Black Swan Free World (8)
On April 7 2009, the Financial Times published an article written by Nassim Taleb called Ten Principles for a Black Swan Free World. Let’s look at them one at a time…
8. Do not give an addict more drugs if he has withdrawal pains. Using leverage to cure the problems of too much leverage is not homeopathy, it is denial. The debt crisis is not a temporary problem, it is a structural one. We need rehab.
George Soros has said that he believes that the GFC is the beginning of the unwinding of a fifty year credit buildup. Clearly there was too much leverage. But does anyone know what the right amount of leverage for a smoothly functioning capitalist system should be?
There is always a problem after a bubble. Many people keep comparing things to how they were at the very height of the bubble. Stock valuations are compared to the height of the market. Employment is compared to the point where the most people had jobs. But these are often not the right comparisons. If in the month of May, for 30 days, I had an outstanding offer for my house of $300,000 and on one day a person flew in from far away and offered $3 million, and if I never made that sale, do I forever after compare the offering price for selling the house to $3 Million?
People talk about a “New Normal”. Possibly, the new normal means nothing more than returning to the long term trend line. Going back to where things would now be if everything had stayed rational.

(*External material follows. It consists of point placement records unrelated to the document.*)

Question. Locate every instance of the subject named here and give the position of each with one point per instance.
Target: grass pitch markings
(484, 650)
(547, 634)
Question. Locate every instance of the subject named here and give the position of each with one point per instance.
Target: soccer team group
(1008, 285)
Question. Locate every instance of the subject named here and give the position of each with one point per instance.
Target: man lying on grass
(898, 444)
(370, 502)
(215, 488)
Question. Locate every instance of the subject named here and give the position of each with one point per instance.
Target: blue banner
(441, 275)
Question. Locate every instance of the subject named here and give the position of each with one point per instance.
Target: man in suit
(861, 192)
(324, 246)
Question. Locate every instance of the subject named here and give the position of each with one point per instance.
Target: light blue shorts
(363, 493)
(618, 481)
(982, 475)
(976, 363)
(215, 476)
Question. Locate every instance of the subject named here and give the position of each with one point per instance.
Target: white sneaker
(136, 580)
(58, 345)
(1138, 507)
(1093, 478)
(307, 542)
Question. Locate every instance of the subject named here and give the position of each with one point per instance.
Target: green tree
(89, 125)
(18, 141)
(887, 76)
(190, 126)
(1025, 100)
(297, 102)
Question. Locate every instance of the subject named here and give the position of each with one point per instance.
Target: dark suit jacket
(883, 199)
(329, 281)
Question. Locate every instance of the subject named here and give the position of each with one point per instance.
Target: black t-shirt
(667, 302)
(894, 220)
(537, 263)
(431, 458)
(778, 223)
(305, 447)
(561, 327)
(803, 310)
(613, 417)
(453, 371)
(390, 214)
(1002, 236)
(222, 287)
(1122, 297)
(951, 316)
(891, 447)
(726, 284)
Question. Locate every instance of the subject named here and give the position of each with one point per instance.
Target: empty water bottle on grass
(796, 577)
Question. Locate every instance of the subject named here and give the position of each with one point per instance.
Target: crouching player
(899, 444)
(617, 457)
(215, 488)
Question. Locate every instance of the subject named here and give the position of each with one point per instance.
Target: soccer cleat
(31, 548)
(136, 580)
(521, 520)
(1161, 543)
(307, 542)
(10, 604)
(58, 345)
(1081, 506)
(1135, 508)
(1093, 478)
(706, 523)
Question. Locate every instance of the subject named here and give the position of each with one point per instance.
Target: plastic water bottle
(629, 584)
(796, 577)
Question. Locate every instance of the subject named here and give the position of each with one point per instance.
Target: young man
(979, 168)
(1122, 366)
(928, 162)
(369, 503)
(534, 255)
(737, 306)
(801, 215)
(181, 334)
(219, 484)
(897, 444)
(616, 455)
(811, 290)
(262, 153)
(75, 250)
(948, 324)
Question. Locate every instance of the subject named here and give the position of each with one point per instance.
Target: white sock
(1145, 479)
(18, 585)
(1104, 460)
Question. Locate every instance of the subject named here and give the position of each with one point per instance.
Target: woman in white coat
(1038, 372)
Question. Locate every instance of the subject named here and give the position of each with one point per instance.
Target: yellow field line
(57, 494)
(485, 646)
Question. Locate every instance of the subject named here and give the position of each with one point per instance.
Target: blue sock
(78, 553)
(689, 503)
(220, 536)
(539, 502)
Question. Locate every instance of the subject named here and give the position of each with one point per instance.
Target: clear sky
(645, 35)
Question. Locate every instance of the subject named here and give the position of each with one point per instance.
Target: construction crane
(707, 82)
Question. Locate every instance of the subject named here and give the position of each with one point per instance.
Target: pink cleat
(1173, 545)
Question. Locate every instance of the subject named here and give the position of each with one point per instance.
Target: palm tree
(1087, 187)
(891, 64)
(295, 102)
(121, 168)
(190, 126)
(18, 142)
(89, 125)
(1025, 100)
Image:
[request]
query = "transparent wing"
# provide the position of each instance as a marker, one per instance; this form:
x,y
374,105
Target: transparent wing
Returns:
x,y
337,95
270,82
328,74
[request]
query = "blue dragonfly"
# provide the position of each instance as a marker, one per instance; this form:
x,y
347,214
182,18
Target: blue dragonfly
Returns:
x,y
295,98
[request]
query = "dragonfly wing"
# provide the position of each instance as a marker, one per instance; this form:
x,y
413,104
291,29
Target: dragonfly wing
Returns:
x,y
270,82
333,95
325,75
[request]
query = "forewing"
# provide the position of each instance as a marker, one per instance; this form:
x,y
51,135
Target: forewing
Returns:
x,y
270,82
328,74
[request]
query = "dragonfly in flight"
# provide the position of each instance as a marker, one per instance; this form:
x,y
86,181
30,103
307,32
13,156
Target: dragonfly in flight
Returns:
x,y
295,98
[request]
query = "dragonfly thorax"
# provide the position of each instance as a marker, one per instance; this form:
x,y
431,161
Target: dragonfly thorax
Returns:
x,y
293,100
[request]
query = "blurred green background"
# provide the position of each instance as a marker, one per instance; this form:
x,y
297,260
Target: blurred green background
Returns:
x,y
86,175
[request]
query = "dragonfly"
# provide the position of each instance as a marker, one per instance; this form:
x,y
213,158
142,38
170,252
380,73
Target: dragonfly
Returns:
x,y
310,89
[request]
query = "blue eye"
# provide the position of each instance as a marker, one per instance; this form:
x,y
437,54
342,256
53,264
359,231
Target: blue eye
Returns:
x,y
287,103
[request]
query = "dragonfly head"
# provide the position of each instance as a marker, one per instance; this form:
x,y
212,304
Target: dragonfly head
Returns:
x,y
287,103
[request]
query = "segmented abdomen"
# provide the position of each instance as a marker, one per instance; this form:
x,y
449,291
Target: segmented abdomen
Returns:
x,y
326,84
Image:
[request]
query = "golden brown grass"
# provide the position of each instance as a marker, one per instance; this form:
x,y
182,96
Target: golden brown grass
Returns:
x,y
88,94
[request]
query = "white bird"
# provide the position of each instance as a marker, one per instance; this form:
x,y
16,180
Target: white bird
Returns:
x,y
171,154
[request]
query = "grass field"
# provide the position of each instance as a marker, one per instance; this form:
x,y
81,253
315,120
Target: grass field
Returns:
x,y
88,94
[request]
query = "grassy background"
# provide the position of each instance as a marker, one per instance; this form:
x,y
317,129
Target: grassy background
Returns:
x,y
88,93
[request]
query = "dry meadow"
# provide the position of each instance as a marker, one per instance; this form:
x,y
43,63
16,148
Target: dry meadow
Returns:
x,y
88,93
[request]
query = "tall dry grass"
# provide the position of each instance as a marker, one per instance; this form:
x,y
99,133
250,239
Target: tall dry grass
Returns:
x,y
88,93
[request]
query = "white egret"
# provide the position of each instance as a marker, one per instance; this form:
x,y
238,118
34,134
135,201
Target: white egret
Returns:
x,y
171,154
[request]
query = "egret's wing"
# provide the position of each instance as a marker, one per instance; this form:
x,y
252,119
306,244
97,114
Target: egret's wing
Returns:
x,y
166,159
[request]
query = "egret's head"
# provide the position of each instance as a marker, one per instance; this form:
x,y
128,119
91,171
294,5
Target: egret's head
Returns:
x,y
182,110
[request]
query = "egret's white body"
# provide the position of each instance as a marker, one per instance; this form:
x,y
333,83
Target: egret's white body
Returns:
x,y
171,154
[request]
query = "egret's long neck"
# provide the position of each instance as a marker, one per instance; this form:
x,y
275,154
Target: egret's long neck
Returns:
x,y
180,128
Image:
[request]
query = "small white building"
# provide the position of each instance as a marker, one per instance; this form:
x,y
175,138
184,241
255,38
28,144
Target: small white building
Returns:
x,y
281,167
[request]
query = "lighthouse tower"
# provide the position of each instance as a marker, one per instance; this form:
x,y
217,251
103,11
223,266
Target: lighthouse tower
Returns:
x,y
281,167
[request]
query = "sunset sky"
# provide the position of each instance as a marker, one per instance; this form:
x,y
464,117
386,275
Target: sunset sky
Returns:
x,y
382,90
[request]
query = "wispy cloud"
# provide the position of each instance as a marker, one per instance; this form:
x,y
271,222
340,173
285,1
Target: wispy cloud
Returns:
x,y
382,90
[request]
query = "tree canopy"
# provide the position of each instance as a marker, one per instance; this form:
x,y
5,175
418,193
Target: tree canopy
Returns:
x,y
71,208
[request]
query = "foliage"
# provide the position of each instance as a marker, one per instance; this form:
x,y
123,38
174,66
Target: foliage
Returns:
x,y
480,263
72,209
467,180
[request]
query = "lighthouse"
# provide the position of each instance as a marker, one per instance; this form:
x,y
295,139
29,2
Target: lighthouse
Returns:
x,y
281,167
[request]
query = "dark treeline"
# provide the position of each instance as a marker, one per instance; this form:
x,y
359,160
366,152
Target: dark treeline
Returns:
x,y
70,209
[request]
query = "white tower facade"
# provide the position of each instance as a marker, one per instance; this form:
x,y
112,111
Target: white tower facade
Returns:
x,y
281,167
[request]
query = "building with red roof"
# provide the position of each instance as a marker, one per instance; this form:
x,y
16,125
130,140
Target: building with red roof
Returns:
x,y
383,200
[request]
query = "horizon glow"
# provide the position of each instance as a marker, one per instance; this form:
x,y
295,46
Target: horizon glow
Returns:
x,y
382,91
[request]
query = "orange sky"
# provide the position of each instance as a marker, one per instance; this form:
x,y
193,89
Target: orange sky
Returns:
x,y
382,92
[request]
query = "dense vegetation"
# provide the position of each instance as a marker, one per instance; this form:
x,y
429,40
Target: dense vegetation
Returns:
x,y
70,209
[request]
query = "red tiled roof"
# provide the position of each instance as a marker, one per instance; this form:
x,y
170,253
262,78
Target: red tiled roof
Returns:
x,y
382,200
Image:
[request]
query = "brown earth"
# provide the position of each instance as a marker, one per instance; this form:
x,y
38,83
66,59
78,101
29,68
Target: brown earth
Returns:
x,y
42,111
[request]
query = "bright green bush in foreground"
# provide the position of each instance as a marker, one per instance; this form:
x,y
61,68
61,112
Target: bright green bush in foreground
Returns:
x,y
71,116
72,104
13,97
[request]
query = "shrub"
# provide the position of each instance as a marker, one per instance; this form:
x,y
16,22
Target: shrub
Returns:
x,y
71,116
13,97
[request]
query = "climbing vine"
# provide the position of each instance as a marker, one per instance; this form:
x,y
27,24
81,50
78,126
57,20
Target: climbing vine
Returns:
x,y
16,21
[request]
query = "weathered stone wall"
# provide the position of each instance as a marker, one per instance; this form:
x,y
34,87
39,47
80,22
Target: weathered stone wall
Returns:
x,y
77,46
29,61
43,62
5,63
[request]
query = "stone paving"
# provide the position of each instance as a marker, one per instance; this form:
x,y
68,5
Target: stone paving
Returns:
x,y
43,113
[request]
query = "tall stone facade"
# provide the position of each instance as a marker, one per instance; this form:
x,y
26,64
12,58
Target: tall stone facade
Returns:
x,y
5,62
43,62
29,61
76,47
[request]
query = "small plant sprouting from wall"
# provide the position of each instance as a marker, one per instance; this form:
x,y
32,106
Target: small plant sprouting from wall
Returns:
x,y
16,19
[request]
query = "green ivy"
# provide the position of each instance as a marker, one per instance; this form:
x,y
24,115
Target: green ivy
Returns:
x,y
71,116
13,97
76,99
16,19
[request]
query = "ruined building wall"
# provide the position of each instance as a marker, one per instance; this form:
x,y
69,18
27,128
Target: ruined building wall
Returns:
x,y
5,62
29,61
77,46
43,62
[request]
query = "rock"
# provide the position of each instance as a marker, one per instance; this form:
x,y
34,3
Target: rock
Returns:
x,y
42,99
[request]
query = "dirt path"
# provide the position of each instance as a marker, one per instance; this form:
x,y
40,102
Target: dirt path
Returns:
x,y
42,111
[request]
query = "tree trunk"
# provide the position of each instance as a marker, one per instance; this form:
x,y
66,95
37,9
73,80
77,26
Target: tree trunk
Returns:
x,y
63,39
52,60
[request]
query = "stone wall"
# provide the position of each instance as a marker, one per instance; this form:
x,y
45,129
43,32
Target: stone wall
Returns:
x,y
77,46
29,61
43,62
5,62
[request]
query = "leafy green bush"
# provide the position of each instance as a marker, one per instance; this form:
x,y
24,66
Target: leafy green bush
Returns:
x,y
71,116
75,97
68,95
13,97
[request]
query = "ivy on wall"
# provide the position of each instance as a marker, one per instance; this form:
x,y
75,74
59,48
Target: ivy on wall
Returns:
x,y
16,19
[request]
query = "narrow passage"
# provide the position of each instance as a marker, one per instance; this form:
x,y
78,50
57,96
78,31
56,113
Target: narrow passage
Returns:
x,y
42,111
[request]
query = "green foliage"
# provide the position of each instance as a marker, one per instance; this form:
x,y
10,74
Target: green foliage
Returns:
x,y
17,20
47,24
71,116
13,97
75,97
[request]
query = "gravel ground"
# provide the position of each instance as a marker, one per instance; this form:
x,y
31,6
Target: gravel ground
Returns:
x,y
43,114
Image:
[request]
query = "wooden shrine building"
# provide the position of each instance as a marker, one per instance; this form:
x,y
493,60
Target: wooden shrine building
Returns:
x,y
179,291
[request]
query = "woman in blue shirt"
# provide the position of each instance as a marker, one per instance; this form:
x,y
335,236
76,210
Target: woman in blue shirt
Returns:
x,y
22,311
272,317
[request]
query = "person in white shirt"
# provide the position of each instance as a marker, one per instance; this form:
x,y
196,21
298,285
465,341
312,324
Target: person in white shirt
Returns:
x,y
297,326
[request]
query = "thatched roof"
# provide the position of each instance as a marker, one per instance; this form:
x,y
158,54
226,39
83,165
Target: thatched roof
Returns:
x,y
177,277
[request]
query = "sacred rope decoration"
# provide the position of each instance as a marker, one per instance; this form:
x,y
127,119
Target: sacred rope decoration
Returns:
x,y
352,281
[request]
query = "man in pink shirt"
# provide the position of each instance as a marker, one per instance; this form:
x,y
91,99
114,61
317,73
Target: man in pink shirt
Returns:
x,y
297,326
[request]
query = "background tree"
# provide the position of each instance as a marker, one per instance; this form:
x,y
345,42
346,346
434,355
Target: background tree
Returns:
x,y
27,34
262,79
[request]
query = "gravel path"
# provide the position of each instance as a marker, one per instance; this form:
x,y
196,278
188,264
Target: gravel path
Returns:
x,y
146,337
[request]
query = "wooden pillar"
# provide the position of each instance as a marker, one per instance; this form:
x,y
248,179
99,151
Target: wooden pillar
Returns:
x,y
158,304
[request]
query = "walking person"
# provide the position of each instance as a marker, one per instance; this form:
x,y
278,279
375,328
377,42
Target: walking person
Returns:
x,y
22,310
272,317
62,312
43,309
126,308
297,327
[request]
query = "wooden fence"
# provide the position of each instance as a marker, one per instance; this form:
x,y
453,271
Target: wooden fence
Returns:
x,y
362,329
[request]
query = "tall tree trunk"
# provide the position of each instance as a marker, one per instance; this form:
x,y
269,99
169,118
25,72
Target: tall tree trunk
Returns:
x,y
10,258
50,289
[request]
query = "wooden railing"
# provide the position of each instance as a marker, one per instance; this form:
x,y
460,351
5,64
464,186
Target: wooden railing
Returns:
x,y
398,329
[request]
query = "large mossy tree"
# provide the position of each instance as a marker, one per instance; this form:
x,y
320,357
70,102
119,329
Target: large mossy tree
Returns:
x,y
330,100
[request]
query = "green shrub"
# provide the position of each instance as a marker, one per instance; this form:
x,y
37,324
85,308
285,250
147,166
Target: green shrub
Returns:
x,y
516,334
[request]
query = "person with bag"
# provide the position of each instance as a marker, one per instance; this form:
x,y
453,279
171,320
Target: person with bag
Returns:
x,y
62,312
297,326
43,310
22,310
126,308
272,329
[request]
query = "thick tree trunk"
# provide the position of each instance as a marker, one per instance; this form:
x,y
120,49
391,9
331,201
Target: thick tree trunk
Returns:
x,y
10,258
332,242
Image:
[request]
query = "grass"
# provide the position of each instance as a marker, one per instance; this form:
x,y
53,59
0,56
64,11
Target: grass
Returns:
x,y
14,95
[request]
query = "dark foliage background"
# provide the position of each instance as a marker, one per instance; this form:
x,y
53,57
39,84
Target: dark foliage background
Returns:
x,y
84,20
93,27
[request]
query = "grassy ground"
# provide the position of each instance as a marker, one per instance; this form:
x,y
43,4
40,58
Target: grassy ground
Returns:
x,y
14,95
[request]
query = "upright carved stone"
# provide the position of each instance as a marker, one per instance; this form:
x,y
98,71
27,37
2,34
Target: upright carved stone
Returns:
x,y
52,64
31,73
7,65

That may seem sensible, but this new normal may be a very different economy than the overheated and overleveraged one that we had.
Taleb suggests that the only possible transition from excessive debt is cold turkey. If Soros is right and we are going to transition to a new normal that is more like 50 years ago than 5 years ago, there that will be a long bout of DTs.
What we are seeing in the way of debt is the substitution of government debt for private debt. While Taleb is probably too harsh, the Fed does need to be careful. Careful not to go too far with the government debt. The Fed should be acting like the football player who passes ahead of the teammate, not to where they are standing right now. The amount of debt that they should be shooting for is a level that will make sense when the banks fully recover and again take up lending “like normal”. That will keep enough money flowing in the economy to soften the slowdown to the economy from the contraction of bank lending.
However, if the Fed is shooting to put us back where we were at the peak, then we are in trouble and Taleb’s warning holds. I would restate his warning as “Using too much leverage to combat the problem of too much leverage…” But using the right amount of leverage is just what is needed.
But that does mean learning to live with much less leverage. It means that we need to better understand how much leverage is the right amount. And we need to stop blaming the Chinese because they hold so much dollars and want to lend them to us. We need to develop a structural solution to the global imbalance that the Chinese balances are a symptom of.
Like some of our other problems, the purely market based solutions will not work. China is not playing by the market based rule book. They are a mercantilist economy that is taking advantage of the global market economy systems. We need to stop whining about that and develop strategies that work for everyone.